Я представила маму — не болезненную и усталую, какой она была в последние годы, а такой, как на старых фотографиях: с ясными глазами и лёгкой улыбкой.
— Думаю, да, — я наконец ответила. — Особенно тебя. Ты выглядишь... счастливым.
— Так и есть, — он кивнул. — Впервые за долгое время. А ты?
— И я, — я улыбнулась. — По-своему.
На террасе раздался смех Анны и Димы. Тёплый летний ветер донёс аромат цветущей липы из сада.
— Знаешь, — сказал вдруг Игорь, — я часто думаю: что было бы, если бы мама оставила квартиру тебе или разделила между нами? Всё сложилось бы иначе?
Я покачала головой:
— Не знаю. Может быть, ты продолжал бы работать в той компании. Я бы сдавала квартиру, пытаясь выплатить ипотеку. Мы бы по-прежнему встречались только на похоронах и днях рождения. Обменивались бы формальными поздравлениями по праздникам.
— А сейчас?
— А сейчас мы сидим на моей кухне и разговариваем. Впервые за сколько? Двадцать лет?
Он кивнул и протянул руку через стол. Я вложила свою ладонь в его — жест, которого между нами не было, наверное, с детства.
— И что теперь? — спросила я, сжимая его руку.
— Теперь будем жить дальше. Но уже по-другому. — Он улыбнулся. — Знаешь, Анна хочет открыть мастерскую по реставрации в вашем городе. Говорит, здесь хорошая энергетика.
— Вы переедете сюда?
— Возможно. Если найдём подходящее помещение и жильё.
Что-то дрогнуло у меня внутри — смесь надежды и опасения.
— Вы могли бы остановиться у нас, пока ищете. Дети будут рады. Особенно Алёша — он от твоих деревянных головоломок в восторге.
Игорь кивнул, и я увидела в его глазах то же выражение, что и в своих, — осторожную радость воссоединения. Не сразу, не просто, через боль и обиду — но, может быть, именно так и должно было случиться.
На следующий день, провожая брата и Анну на вокзале, я вдруг вспомнила мамину записку, найденную вместе с кольцом: «Для любви». Тогда я подумала, что она имела в виду будущее Насти, которой предназначалось кольцо.
Но теперь поняла: это было про нас всех.
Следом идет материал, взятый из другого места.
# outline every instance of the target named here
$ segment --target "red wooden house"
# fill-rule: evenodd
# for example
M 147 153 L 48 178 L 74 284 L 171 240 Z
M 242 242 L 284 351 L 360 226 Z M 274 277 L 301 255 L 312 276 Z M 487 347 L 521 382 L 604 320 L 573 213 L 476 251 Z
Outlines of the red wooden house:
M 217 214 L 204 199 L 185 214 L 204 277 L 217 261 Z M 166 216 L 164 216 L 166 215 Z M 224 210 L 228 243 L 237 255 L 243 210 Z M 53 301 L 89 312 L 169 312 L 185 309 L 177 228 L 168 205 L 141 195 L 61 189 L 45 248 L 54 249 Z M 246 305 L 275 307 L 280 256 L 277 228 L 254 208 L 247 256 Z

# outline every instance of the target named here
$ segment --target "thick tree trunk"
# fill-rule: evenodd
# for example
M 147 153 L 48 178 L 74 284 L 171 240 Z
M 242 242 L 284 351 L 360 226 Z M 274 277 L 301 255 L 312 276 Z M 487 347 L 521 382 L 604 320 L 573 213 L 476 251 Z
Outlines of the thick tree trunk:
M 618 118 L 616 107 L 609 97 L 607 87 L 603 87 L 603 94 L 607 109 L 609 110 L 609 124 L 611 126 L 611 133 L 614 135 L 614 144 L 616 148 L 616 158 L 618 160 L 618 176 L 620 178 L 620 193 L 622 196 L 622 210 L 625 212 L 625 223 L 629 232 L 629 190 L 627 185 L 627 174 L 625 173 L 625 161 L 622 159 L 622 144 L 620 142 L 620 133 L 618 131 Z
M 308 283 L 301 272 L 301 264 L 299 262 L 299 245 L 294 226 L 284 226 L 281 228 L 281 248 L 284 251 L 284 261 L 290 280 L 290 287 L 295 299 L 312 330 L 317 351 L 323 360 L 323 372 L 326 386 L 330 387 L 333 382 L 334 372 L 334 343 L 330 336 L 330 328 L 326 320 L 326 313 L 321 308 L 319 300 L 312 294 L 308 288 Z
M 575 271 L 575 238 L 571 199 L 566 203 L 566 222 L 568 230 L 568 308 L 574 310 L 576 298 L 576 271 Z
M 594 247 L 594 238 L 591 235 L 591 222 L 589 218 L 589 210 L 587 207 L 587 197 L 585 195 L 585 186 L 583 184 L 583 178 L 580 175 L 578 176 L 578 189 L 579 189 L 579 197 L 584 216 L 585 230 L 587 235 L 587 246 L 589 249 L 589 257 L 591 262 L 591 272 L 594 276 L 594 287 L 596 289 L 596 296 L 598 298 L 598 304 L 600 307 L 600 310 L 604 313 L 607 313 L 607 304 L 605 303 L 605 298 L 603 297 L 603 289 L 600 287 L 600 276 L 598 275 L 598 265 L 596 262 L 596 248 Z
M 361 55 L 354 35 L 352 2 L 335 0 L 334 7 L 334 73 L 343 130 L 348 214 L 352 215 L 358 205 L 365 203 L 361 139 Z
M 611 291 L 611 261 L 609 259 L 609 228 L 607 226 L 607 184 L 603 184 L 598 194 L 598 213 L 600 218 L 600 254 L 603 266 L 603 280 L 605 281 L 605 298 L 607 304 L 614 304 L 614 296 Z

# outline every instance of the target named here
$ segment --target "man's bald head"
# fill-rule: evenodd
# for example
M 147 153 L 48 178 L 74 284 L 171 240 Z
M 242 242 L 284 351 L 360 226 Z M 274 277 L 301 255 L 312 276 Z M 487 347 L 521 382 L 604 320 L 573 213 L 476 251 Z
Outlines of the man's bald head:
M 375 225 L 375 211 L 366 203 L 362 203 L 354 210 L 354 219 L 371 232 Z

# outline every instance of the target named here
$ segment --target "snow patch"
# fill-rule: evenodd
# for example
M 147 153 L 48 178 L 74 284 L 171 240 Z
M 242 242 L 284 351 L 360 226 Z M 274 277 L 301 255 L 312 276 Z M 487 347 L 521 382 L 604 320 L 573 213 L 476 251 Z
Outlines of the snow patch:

Про то, что есть вещи важнее материальных ценностей. Про то, что настоящее наследство — это не стены и не деньги.
Прощаясь, мы обнялись — неловко, не привыкшие к таким проявлениям чувств. Но искренне.
— Я позвоню, когда будут новости о переезде, — сказал Игорь.
— Буду ждать, — ответила я. И добавила: — Спасибо.
— За что?
— За шкатулку. За то, что не позволил мне застрять в обиде. За то, что мы снова семья.
В глазах брата мелькнуло что-то, подозрительно похожее на слёзы. Он только кивнул и быстро отвернулся.
Я смотрела вслед уходящему поезду и думала о маме. О её последнем, странном подарке нам обоим. О том, что иногда потери приносят неожиданные приобретения. И о том, что любовь действительно важнее квартир и завещаний.
В кармане лежала шкатулка с вырезанной розой. Дома в шкатулке будет храниться кольцо с сапфиром — до того дня, когда придёт время передать его Насте.
И, может быть, рассказать ей эту историю. Историю о том, как старая квартира на окраине города изменила жизнь двух взрослых людей, научив их заново ценить то, что по-настоящему важно.